Just an ordinary picture postcard. White font proclaimed MALIBU! across the mai tai-colored sunset. I turned the card over, and there was the spidery black writing I had thought I would never see again. Miss me?
No signature. No signature needed. I looked at the postmark. Pacific Coast Highway. Yesterday's date.
I stared for a long time while Dan's deep voice receded into the cries of the gulls overhead and the pound of the waves on the beach a few yards away, until those too faded to a kind of white noise. No. God.
Then Dan stretched across and took the card from my unresisting hand, and I was abruptly returned to the present.
The wooden chair creaked as he leaned back, his long muscular body at ease. His dark brows drew together. Absently, he raked his still-wet hair back. It wasn't like there was a lot to read. One simple sentence. Miss me? A rhetorical question if there ever was one.
Water glistened on Dan's broad sun-browned shoulders, one drop trickling down between his rock-hard pecs, sparkling through the dusting of dark hair across his flat abdomen. The tiny flicker of irritation I'd felt at his arrogance faded in the wake of lust. After he'd spent nearly a month playing Bodyguard to the Stars, I couldn't blame him if he still occasionally reacted like he was getting paid for overtime.
«It's not Hammond,» he said, and tossed the card to the table. It landed face up in a blob of crabapple jelly. «The writing is the same.»

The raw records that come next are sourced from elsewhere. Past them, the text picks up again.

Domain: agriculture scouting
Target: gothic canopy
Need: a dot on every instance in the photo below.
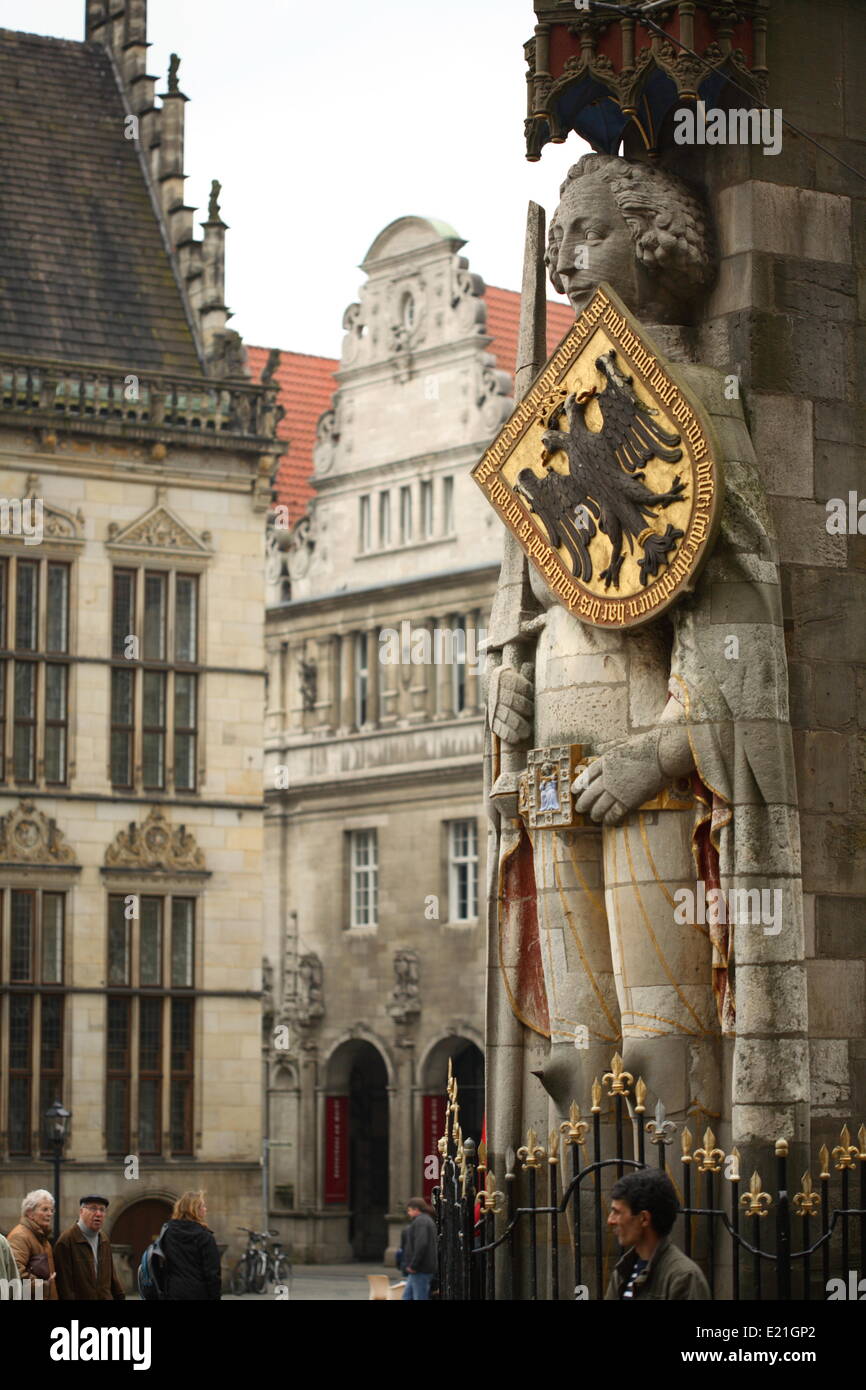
(617, 78)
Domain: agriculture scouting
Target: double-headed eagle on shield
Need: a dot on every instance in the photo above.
(603, 488)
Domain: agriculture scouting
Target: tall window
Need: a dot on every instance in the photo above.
(427, 509)
(405, 516)
(32, 968)
(363, 524)
(362, 679)
(154, 683)
(363, 879)
(463, 870)
(384, 520)
(34, 670)
(459, 665)
(153, 965)
(448, 506)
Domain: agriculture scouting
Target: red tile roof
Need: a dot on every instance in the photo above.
(503, 317)
(306, 388)
(307, 385)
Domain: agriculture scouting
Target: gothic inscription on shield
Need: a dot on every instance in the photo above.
(608, 473)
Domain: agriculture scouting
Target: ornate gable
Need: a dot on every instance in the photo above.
(159, 531)
(156, 845)
(28, 837)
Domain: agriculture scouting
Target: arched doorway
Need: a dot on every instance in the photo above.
(356, 1144)
(139, 1223)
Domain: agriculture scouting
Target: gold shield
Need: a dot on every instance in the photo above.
(608, 473)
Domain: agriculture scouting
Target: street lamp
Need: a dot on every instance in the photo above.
(56, 1130)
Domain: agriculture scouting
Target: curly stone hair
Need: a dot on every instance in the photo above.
(670, 225)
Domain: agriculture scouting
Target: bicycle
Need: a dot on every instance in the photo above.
(249, 1275)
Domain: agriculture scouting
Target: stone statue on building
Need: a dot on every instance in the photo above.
(405, 1004)
(598, 931)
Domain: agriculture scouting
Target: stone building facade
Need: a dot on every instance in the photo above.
(374, 826)
(134, 469)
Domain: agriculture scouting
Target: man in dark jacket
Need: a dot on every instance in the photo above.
(82, 1257)
(642, 1211)
(420, 1258)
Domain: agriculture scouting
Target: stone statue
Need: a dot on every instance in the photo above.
(406, 997)
(597, 944)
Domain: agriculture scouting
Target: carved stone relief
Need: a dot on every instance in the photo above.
(157, 844)
(28, 837)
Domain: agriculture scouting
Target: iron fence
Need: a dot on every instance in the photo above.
(544, 1236)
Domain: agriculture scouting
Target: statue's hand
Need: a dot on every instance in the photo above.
(627, 776)
(510, 704)
(620, 781)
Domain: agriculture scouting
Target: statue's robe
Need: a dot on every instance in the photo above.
(729, 674)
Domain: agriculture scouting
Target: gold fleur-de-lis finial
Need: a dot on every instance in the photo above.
(574, 1127)
(685, 1139)
(620, 1080)
(709, 1157)
(755, 1201)
(806, 1201)
(845, 1153)
(531, 1153)
(660, 1130)
(640, 1094)
(489, 1197)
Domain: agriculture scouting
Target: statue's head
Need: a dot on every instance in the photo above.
(641, 230)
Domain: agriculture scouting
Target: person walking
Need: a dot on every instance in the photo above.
(644, 1207)
(82, 1257)
(192, 1260)
(9, 1268)
(420, 1257)
(31, 1246)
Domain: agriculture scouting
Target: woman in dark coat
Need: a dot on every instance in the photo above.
(192, 1260)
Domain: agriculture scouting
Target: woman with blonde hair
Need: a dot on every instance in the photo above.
(29, 1241)
(192, 1260)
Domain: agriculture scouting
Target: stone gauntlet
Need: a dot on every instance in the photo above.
(633, 773)
(510, 702)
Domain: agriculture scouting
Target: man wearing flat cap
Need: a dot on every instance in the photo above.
(82, 1257)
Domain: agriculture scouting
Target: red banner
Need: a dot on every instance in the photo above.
(337, 1148)
(433, 1127)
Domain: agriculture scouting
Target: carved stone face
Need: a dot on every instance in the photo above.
(595, 245)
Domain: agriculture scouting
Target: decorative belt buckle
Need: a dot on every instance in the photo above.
(544, 791)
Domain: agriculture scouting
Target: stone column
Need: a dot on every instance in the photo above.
(471, 672)
(346, 683)
(402, 1179)
(373, 676)
(421, 680)
(445, 704)
(389, 692)
(325, 715)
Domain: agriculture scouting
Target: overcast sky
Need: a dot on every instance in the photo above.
(327, 121)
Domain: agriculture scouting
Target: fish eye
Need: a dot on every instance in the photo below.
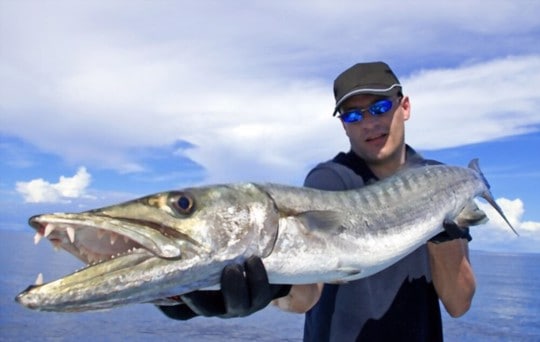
(183, 203)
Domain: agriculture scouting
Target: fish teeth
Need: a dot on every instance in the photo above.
(37, 238)
(71, 234)
(39, 279)
(113, 238)
(100, 233)
(49, 228)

«Superficially. We'd have to get it analyzed. Anyway, it doesn't matter. Say one of his cards was delayed for a few days; it doesn't change the fact that he's dead.» «If he is dead.»
His eyes, blue as the surf behind him, met mine levelly. «Sean, he's dead. I saw the car. No one could have survived that crash.» «Then why wasn't his body recovered?»

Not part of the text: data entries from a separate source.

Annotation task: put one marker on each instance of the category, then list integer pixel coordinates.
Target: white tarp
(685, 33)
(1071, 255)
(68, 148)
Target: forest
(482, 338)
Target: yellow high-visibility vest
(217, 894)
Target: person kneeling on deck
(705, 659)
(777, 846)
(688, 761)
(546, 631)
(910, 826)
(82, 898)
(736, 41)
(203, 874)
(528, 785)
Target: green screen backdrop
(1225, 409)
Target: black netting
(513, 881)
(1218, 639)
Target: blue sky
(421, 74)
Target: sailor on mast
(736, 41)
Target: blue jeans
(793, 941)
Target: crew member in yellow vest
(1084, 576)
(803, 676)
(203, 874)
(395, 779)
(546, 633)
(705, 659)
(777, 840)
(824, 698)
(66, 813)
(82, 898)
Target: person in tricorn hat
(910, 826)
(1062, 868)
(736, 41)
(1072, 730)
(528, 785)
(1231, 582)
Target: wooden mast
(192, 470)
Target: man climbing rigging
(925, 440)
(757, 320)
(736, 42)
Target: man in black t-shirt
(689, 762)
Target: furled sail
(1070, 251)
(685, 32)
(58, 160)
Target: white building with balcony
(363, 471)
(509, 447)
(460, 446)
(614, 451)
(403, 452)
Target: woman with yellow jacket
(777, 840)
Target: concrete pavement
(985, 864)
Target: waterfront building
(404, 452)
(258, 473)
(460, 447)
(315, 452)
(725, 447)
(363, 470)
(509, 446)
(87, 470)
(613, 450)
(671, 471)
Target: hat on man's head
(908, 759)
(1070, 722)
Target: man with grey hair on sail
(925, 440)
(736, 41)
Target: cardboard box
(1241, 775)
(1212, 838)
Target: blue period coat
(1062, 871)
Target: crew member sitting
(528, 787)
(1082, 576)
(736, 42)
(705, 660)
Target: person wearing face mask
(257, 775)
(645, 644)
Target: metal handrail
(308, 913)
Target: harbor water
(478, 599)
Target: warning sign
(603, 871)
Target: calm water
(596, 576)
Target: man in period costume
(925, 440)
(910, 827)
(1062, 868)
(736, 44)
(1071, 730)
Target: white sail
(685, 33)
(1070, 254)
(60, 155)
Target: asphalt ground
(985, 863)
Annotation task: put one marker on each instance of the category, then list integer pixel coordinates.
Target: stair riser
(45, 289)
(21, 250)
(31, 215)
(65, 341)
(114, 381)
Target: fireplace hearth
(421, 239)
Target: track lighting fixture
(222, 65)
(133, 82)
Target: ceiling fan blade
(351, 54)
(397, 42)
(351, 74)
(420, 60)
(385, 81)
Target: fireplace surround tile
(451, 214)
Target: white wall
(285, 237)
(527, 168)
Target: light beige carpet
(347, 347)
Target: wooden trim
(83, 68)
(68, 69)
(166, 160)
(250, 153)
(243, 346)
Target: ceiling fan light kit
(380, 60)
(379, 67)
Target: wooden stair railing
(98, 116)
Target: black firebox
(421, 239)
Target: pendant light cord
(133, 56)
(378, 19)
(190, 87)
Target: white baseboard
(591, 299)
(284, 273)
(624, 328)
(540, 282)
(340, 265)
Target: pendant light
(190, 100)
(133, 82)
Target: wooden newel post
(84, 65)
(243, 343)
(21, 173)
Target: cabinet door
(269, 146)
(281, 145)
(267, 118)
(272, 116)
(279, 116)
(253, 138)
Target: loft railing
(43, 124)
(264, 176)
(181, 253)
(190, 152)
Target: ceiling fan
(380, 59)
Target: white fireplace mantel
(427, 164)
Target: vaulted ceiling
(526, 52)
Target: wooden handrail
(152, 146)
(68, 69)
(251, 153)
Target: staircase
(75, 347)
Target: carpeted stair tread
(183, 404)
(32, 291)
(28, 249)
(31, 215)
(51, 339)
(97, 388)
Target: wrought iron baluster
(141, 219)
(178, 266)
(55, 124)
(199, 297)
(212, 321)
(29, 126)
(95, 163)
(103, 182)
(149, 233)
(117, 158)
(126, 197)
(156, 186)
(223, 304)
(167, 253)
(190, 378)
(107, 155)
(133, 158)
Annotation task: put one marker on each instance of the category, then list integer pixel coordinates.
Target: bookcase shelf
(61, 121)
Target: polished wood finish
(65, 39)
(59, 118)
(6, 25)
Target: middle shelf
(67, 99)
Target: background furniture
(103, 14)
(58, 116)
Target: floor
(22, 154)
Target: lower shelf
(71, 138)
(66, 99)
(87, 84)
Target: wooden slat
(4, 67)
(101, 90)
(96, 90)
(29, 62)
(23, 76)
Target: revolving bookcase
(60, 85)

«It's somewhere in the aqueduct. I don't know. It must have been swept away or lodged somehow.» I nodded tightly. It's not like there's high tide in the California Aqueduct.
Dan's large hand slid under my fingers nervously fiddling with a teaspoon. «It's over, chief. Trust me.» «I do.» It came out more husky than I'd intended.
He turned my hand palm up, lightly kissing it. The warmth of his lips against my surf-chilled skin made me shiver. I dropped the teaspoon. It hit the edge of my saucer with a silvery chime. He grinned.
You only ever hear about closeted cops, so Dan's relaxed attitude still caught me off guard. He was probably more at ease with his sexuality than half the «civilians» I knew. He sure as hell was more relaxed than me.
I pulled my hand away at the familiar yap-yapping of the four-legged hairball belonging to our nearest neighbor, Mrs. Wilgi. Sure enough, a moment later «Mrs. Wiggly» came around the cairn of rocks, armed with her usual binoculars and police whistle. I caught Dan's eye. His grin was wry. He was getting to read me pretty well. I said, «Hey, for all I know Mrs. Wiggly has a spy cam concealed in her muumuu.»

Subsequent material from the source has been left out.